Relativity plays a large role in this collection. A favorite quote in the collection is from Goethe when he writes, “No one who has never seen himself surrounded on all sides by nothing but the sea can have a true conception of the world and his own relation to it.”  Could you talk about what this quote means to you and what it means to this collection of essays?

In “Italian Journey,” Goethe begins by telling us how calm and quiet the four-day boat trip from Naples to Palermo is and only then does he mention the adverse wind and how he’s been violently seasick.  From the simple line of the marine horizon, he writes, he’s found another approach to his landscape painting.  It’s as though by being at sea (unencumbered by trees, hills, etc) he might realize some presentation of a limit beyond the body.  And this would be available only to the eyes. In Dear Sound, and in writing in general, I think openness is important, that is, to try to make a space so something can pass through.

Throughout this collection, you explore the lives of pioneers, specifically pioneers of space, speed, and science. How did you approach your research for these essays?

I spent a lot of time in archives and special collections.  The research for Anechoic took a year and a half though very little of it was included in the essay.  In some ways, the research became more about the obsession to know, to find some meaning in, or to somehow objectify, the feeling of absence.  For the other essays, the research served slightly different purposes though it’s always used to think through a more subjective inquiry.

Along the same lines, of all the famous explorers and scientist, etc., that you researched for this book, including the likes of Houdini, Yuri Gagarin, and Nikolai Federov, who was your favorite subject and why? What is it you hope to learn or convey by these stories of great exploration?
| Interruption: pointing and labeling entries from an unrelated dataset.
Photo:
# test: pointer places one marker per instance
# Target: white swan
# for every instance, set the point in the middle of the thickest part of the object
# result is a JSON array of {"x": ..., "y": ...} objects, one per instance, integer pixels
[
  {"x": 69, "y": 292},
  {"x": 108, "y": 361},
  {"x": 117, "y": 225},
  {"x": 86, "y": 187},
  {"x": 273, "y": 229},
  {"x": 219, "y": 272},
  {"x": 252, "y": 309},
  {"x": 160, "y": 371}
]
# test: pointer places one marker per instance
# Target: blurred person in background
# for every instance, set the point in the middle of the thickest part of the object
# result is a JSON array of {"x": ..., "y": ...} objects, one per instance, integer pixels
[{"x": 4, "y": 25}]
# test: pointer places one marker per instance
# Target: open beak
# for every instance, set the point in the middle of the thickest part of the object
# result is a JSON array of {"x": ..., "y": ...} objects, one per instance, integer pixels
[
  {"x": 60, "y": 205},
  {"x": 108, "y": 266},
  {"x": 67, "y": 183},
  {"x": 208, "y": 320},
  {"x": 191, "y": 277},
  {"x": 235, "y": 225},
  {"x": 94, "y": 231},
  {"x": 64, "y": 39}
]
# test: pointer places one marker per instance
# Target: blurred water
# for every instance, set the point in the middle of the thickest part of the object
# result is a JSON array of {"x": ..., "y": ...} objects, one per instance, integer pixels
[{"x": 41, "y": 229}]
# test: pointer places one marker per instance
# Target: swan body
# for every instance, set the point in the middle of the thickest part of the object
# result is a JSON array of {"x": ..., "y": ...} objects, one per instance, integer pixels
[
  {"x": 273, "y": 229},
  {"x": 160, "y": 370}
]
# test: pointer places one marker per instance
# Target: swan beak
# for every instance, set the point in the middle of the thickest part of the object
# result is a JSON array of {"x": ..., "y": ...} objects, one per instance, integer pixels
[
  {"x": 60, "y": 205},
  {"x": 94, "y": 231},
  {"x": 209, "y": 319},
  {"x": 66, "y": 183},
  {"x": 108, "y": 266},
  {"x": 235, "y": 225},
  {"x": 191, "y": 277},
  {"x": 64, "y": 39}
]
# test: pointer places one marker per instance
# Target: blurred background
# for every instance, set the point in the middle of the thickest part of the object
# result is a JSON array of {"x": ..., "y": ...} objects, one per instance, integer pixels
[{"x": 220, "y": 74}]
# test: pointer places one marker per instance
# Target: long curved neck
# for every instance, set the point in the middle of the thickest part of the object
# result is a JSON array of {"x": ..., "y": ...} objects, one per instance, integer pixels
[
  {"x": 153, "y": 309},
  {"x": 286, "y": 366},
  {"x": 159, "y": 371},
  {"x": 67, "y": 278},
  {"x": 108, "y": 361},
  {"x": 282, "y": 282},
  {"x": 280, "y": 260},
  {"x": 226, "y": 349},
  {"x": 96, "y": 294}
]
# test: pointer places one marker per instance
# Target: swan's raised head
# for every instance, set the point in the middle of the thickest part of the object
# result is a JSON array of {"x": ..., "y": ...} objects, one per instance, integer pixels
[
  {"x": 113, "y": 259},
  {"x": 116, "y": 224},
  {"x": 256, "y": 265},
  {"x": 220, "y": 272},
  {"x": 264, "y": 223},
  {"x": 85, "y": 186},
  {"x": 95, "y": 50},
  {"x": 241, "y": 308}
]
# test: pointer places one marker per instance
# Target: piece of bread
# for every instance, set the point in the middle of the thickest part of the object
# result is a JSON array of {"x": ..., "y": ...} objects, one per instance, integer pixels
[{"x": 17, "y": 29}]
Tsiolkovsky drew up plans for an elevator between the earth and outer space—one long wire anchored in the sea and stretching up through the atmosphere. For his ideas Tsiokovsky risked being exiled or labeled mad/unsound, etc and thus considered less than human, or less civilized. Although he was ridiculed at the time, some of his ideas may not seem as radical or unusual now. In Dear Sound, the scientists offer another way to think through the essayist’s relationship to grief and the unfounded hope that the dead could send messages by making a light flicker, etc.